Interpreting the results of a Least Squares Fit

In our introduction to plotting we introduced the parameter \(\chi^2\):

\begin{equation}\label{eq:weighted} \chi^2 = \underset{m,b}{\mathrm{min}} \sum_{i=1}^{n} \left(\frac{y_i - (mx_i+b)}{\delta y_i}\right)^2 \end{equation} Here, \(\chi\) is the Greek letter “chi” (pronounced like “Kai”).

In particular we defined a weighted least squares fit as one that adjusted the fit parameters to minimize this quantity.

Now that you’ve performed a fit, the next question is how to interpret the results.

1. Uncertainties in the fitted slope and intercept

The provided fitting script is a weighted curve-fitting script that can fit either a horizontal line whose value is determined by the data, a line in which the slope and intercept are determined by the data, or a quadratic function whose coefficients are determined by the data, depending on the settings. The script also provides an estimate of the uncertainty for each of the fit parameters. The uncertainties of the fit parameters are determined from the error bars and from how scattered the data are about the fit line (or curve in the case of the quadratic fit).

2. Plot of residuals

In addition to plotting the line or parabola that minimizes \(\chi^2\), the script outputs a second plot of residuals above the main graph. The residuals are the vertical difference between each data point and the fit function; in other words, the residual for the \(i\)th data point is \(y_i - f(x_i)\). The residuals are plotted with the same error bars as the original data points. A residuals plot like this can be particularly useful when the random variations and error bars are too small to see properly on the vertical scale of the main plot. An example is shown below.

residuals_example

When evaluating the quality of a fit, check that data points typically fall about one error bar away from the curve; if you have a large number of data points, you can check that roughly two-thirds of them are within one error bar of the curve. Also be on the lookout for any trend or curvature in the pattern of the residuals, which might suggest that your fit function does not match the trends in your data.

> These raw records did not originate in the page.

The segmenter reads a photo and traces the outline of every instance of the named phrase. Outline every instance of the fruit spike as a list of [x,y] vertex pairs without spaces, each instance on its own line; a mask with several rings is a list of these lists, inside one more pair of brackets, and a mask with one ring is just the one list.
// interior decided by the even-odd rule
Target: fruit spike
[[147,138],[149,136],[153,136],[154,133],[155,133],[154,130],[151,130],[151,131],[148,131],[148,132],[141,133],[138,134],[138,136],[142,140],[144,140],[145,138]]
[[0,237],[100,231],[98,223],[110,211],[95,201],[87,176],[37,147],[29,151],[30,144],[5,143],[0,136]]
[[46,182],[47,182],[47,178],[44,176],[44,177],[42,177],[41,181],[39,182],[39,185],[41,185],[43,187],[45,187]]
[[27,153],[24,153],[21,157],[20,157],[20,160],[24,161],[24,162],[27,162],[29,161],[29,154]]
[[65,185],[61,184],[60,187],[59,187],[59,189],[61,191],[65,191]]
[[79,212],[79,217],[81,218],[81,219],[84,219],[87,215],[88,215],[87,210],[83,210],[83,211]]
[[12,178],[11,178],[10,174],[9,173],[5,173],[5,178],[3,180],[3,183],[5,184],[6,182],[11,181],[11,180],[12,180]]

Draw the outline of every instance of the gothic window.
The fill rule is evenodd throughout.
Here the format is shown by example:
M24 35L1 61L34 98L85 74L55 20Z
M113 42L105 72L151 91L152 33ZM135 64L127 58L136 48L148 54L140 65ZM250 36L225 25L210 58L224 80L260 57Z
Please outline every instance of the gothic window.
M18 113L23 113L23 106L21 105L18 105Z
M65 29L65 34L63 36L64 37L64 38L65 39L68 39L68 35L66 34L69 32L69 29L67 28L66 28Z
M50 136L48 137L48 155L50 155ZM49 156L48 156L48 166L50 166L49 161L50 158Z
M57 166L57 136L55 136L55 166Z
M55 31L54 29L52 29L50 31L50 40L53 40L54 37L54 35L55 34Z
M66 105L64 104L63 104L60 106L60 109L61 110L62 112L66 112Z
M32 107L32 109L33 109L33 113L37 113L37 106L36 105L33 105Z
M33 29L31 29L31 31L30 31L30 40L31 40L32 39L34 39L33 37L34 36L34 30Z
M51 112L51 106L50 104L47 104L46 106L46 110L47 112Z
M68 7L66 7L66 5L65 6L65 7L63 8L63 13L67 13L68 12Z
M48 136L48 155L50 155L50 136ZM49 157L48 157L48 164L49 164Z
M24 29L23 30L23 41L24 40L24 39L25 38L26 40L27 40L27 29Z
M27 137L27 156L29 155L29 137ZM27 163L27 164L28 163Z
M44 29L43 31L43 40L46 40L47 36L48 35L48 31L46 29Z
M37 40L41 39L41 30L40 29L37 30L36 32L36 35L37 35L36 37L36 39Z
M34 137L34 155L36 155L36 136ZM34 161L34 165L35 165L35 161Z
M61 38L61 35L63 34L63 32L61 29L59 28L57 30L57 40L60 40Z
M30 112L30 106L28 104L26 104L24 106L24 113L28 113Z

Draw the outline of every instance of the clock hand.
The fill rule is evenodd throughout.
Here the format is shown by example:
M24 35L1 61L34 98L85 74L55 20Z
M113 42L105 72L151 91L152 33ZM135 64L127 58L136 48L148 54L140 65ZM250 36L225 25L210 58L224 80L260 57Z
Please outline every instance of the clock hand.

3. Using reduced chi-squared, \(\chi_\nu^2\), to determine how good your fit is

Also reported below the plot is the “reduced chi-squared”, \(\chi_\nu^2\), which is a normalized version of \(\chi^2\) from Eq. \eqref{eq:weighted}. The reduced chi-squared is defined by \begin{equation} \chi_\nu^2 = \frac{\chi^2}{\text{num data points – num fitting parameters}} \end{equation}

Roughly speaking, the reduced \(\chi^2\) value tells us on average how many error bars away each data point is from the fitted line. So for example, \(\chi_\nu^2 = 0.91\) would mean that on average each data point is just within its error bar of the fitted line. This is roughly the result we expect.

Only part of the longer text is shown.